Mr. White faced the central challenge for the black musician of the time: how to find a wider audience within an increasingly consolidated music industry and a fragmenting music landscape. Rock’n’roll, reflecting the spirit of the time, was being segmented, with subgenres like Southern rock, heartland rock, heavy metal, early punk and others all emerging from studios chasing new sounds and sales. At the same time, the consolidation of the recording studios into just a few major labels fostered laser focus on white, middle-class kids and the sales they could drive. While that development crushed some musicians, Mr. White saw its possibilities. Instead of focusing on one musical tradition, he mixed the sounds and rhythms of many — from the jazz measures in songs like “Caribou” to the Latin influences in “Brazilian Rhyme” and the Caribbean steel drums of “Side by Side”. Ramsey Lewis, the jazz pianist and composer with whom Mr. White played in the 1960s, once remarked that he had the uncanny ability to bring together »all of his musical roots, from jazz, R&B, pop, gospel and classical«. His amalgamation of musical sounds was also a calculated business risk. Mr. White pressed Columbia Records, his label at the time, to ensure that pop promoters marketed his work alongside R&B promoters. Mr. White genuinely believed that musical intermixing produced a harmony — both musical and metaphorical — that would overcome the label’s profit anxiety. The producer Wayne Edwards wrote in his memoir that Mr. White believed his music »naturally appealed across racial and socio-economic lines«.
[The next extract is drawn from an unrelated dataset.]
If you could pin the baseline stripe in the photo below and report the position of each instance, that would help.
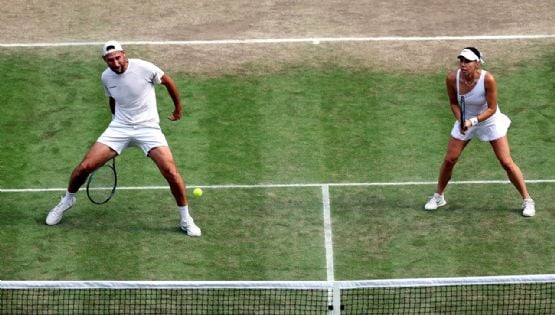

Mr. White’s approach of blending musical traditions is now familiar, but in the pop music scene of the 1970s, it was revolutionary. The band clothed its music in elaborate stage shows that featured huge sets, fireworks, magic tricks and colorful Afrocentric costumes, making Earth, Wind & Fire one of the biggest touring acts of the decade. After the riots and escalating crime of the late 1960s, black acts were under pressure to seem less threatening to white audiences. Mr. White used his band’s popularity to introduce a more sober social message about race. In the song “Evil” which he wrote with Philip Bailey, he sings: »Beauty in our face you see, Tryin’ to hide all our misery, But Evil, runnin’ through my brain, Me and evil are about the same« Cue the Negro spiritual and Paul Laurence Dunbar’s “We Wear The Mask”. Beneath the band’s infectious beats and sequined costumes, Mr. White and Mr. Bailey were pointing to the lingering plight of the black musician: Sing happy, or don’t sing at all. That two of Earth, Wind & Fire’s albums, including the breakthrough “That’s The Way Of The World”, were soundtracks to blaxploitation movies, one about racism in the music business, suggests that Mr. White was challenging the industry to take a different direction. Listen to Earth, Wind & Fire with race in mind, and instead of simply driving rhythms and effortless melodies, you will hear a delicate plea for change. »The way of the world makes his heart grow cold«, the band’s anthem reminds us. Mr. White’s hope was that he would be among those who could, as another song exhorts, »turn it into something good«. We should remember Mr. White as someone who turned a cold business into something good.

The New York Times
Roger Thompson is a professor of writing and rhetoric at Stony Brook University.